Daddy Long Legs opens officially tonight, so the reviews will appear tomorrow. Its opening coincides with the new Alan Bennett play, People, at the National Theatre, which stars Frances de la Tour and apparently takes a good old satirical pop at the National Trust, though the actual content of the piece is under wraps and the play not yet published by Faber.

So coming back into town from Roehampton at tea-time yesterday, I needed a quiet spot to catch up with emails and messages and a place to eat. No problem there on either count, as Victoria is rich in cafes and pubs with quiet corners and, if you’re feeling particularly grand (which I wasn’t, for once), the lounge of the Goring Hotel.

An early dinner afforded the opportunity of trying the St James Theatre’s brasserie at the top of the marble staircase. I don’t really “do” theatre restaurants, mainly because there aren’t many, and most of them are no good. But the St James has a very decent menu, and a good value two-course pre-show dinner. A salmon salad and confit of duck with cabbage and chestnuts was just the job.
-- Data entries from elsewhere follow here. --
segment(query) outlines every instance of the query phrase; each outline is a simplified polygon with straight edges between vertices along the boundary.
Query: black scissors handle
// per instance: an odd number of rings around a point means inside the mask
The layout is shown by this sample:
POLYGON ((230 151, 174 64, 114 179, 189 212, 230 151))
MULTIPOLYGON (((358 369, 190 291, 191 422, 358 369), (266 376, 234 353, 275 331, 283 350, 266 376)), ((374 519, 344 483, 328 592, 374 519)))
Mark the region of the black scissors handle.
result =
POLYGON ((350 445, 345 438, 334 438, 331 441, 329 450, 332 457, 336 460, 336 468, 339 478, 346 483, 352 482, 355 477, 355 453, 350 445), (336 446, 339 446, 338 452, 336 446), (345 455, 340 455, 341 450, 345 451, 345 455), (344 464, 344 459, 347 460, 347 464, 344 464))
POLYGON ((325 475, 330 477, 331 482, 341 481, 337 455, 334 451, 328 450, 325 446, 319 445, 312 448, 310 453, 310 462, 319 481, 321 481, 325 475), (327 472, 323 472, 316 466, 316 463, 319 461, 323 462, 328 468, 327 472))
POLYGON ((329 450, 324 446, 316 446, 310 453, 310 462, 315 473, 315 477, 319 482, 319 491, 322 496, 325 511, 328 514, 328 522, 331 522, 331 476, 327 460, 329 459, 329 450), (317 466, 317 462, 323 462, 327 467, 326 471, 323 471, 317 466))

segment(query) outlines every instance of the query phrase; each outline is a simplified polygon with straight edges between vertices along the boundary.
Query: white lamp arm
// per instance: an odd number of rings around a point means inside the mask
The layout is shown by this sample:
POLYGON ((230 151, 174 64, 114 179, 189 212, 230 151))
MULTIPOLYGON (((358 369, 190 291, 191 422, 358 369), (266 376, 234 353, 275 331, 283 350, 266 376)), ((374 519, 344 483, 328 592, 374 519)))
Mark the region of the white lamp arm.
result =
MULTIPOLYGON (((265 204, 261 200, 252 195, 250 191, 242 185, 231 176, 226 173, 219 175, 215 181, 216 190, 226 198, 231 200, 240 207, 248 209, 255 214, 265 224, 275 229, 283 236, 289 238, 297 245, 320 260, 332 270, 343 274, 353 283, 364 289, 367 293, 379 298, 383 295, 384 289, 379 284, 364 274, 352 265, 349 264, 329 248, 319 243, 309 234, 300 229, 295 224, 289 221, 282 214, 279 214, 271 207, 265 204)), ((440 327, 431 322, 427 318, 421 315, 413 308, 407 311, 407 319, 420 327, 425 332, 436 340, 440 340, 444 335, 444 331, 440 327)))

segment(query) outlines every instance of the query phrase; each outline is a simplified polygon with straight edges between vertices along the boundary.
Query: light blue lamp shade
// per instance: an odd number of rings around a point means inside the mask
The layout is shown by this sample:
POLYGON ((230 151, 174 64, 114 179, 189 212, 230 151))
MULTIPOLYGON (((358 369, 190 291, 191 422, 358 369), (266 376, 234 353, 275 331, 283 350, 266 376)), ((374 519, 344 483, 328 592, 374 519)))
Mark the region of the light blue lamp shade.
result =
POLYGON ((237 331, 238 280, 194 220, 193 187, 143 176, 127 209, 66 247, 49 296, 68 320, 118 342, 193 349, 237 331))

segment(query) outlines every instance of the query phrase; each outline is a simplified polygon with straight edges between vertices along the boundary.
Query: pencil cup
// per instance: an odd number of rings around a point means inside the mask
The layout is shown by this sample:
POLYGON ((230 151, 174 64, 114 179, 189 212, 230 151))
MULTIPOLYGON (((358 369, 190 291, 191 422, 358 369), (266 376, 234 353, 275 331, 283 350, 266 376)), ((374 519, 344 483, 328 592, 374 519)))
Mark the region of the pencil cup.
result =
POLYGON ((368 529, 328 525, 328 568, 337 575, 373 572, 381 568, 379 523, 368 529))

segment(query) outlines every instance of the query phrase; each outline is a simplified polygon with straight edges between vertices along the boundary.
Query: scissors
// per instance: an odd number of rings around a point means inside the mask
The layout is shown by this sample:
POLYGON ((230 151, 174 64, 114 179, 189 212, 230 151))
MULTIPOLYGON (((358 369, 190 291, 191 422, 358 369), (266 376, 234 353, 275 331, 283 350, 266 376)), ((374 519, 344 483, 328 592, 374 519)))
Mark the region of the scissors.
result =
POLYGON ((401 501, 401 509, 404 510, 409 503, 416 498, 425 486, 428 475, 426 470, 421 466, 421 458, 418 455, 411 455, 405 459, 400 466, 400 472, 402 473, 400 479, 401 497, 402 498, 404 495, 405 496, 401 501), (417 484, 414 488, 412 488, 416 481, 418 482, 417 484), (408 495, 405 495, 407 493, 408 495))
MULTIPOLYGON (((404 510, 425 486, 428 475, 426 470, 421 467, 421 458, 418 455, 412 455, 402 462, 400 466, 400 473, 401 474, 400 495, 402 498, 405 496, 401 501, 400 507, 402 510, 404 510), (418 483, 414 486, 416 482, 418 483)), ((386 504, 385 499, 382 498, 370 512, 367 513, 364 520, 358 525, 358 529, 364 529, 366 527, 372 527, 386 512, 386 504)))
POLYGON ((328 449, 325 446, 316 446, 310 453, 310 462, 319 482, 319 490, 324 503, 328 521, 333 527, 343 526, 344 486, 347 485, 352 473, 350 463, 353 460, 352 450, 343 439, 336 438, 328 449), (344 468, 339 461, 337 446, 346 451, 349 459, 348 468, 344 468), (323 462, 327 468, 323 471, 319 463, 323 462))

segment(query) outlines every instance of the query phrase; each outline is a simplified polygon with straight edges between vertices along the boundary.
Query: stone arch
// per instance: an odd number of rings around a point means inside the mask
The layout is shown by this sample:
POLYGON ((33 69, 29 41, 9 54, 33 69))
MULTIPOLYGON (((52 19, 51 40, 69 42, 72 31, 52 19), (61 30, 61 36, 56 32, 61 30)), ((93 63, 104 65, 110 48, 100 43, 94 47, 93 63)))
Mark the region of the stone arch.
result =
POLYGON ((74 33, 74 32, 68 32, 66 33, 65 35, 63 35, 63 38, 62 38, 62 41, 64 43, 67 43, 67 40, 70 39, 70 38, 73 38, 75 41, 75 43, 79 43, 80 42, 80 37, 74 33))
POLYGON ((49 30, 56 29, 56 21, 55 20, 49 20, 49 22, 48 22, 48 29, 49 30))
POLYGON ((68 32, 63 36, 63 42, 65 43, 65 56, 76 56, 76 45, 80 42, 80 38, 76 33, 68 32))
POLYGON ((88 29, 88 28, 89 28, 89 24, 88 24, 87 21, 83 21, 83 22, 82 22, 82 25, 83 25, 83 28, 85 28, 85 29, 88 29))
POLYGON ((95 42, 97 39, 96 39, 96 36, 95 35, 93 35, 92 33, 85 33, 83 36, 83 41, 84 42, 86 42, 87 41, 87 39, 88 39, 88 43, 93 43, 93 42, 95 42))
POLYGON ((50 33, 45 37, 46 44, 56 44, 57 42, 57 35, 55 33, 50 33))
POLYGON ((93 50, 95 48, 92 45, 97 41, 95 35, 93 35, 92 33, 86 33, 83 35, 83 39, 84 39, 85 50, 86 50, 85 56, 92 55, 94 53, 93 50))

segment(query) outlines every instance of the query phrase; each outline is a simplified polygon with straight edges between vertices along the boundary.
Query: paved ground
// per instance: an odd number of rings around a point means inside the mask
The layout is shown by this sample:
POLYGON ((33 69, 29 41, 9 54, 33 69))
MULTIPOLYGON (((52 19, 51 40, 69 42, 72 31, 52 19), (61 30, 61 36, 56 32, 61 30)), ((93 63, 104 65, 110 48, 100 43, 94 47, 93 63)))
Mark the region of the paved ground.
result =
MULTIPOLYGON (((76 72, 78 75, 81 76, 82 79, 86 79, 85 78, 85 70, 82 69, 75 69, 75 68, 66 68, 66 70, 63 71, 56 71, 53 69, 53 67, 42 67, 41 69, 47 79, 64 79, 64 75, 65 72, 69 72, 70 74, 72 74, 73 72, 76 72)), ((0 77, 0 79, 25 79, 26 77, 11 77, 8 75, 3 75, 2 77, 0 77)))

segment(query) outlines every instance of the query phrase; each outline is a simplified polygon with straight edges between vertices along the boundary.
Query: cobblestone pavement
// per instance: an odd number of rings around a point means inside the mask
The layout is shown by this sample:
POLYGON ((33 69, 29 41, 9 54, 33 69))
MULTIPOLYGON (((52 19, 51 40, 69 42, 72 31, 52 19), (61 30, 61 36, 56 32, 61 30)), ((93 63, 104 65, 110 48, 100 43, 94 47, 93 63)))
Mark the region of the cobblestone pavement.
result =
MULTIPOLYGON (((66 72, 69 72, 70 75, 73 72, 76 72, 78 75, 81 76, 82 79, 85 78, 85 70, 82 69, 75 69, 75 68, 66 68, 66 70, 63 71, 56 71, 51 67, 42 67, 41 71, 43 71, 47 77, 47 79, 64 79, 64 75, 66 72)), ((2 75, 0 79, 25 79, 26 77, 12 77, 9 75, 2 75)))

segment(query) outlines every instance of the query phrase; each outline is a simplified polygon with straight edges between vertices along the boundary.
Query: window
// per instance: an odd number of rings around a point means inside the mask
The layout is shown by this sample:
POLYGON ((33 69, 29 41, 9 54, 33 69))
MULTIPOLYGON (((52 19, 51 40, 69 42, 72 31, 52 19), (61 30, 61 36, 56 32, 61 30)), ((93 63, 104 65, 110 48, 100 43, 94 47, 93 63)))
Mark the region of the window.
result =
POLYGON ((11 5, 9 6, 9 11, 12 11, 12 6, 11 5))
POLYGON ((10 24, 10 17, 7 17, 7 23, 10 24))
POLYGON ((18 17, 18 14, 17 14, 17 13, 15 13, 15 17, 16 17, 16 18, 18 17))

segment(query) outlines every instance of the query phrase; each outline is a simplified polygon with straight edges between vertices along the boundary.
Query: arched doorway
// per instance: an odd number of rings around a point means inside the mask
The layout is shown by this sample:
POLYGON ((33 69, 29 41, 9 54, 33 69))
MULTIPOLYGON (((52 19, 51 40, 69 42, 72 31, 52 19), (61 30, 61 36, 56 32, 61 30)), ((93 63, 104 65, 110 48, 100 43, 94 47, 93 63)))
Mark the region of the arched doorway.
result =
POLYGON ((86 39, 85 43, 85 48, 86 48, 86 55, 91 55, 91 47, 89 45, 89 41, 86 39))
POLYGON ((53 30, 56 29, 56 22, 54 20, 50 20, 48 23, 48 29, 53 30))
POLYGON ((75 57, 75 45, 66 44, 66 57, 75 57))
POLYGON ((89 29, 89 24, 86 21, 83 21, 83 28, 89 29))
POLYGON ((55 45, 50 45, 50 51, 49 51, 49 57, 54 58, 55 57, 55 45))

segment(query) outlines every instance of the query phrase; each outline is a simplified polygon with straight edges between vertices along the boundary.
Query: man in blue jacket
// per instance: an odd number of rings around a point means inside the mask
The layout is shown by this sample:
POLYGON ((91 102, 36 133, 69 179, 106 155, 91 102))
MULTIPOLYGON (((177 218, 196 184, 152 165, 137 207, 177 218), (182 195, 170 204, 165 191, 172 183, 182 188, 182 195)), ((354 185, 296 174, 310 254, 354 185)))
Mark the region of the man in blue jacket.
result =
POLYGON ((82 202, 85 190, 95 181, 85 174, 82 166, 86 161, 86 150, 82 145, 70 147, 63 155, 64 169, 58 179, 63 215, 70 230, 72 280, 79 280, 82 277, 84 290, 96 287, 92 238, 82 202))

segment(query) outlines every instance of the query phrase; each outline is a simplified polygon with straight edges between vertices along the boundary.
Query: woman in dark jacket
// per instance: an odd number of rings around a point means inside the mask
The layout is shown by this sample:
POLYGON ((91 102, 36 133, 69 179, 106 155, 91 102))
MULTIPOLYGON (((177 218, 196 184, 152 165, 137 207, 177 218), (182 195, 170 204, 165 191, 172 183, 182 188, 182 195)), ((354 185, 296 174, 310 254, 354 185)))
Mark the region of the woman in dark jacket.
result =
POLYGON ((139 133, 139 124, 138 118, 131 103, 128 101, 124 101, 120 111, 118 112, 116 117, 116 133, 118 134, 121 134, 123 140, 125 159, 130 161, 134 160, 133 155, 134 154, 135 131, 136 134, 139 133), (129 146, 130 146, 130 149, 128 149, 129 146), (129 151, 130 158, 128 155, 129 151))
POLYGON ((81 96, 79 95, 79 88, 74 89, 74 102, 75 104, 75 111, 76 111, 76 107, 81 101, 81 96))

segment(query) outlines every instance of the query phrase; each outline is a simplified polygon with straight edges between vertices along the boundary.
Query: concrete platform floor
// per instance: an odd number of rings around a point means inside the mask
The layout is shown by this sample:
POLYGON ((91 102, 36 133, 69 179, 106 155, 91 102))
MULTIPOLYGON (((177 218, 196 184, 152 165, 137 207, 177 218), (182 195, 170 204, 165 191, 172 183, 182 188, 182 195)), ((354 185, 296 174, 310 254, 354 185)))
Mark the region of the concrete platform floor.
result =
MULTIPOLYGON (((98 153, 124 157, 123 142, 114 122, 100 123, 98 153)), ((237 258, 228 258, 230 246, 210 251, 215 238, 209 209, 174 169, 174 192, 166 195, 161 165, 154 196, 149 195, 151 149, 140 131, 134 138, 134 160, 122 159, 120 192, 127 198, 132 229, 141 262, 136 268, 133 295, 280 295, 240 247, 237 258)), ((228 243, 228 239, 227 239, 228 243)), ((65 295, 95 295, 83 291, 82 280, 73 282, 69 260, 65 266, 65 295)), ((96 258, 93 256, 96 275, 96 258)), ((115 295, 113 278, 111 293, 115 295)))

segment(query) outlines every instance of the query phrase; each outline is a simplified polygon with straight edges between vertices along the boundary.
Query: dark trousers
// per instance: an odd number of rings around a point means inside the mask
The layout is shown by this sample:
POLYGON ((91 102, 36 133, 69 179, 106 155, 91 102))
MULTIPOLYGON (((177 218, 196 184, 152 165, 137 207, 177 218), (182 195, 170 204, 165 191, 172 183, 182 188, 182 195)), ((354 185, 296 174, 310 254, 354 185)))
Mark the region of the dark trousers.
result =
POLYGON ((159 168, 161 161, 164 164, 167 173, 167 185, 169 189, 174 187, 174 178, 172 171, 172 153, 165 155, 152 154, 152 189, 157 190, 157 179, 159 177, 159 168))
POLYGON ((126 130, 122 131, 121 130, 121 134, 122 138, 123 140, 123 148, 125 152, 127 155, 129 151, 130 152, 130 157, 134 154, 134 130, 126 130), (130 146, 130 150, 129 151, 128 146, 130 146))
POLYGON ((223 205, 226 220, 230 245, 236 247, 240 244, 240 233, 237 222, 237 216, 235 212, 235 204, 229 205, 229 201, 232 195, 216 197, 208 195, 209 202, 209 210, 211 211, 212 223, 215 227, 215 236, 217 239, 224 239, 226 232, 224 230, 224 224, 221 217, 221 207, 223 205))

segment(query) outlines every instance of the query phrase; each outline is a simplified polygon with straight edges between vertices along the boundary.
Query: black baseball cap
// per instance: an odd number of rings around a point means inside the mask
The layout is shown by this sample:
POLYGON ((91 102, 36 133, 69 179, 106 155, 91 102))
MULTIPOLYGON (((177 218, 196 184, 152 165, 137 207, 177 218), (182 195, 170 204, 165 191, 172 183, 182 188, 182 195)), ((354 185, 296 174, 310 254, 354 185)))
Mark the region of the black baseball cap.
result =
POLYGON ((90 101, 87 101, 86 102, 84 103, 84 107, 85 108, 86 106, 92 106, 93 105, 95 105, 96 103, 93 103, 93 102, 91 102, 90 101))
The brasserie is a nice room, with big windows, photos of Hollywood stars, proper tablecloths and friendly service. One iffy thing about the St James, a theatre which I think I shall grow to like quite a lot, is the cloakroom, two floors down and causing a mighty gridlock last night with a crowd of suits and poshos partying in the adjacent studio space. 

Still, the outing is all part of the show, and the St James offers a good outing, on the whole. Incidentally, the studio has a cabaret programme headed this Saturday by Peter Straker doing his Jacques Brel programme: if you’ve not seen it, believe me, it’s not to be missed.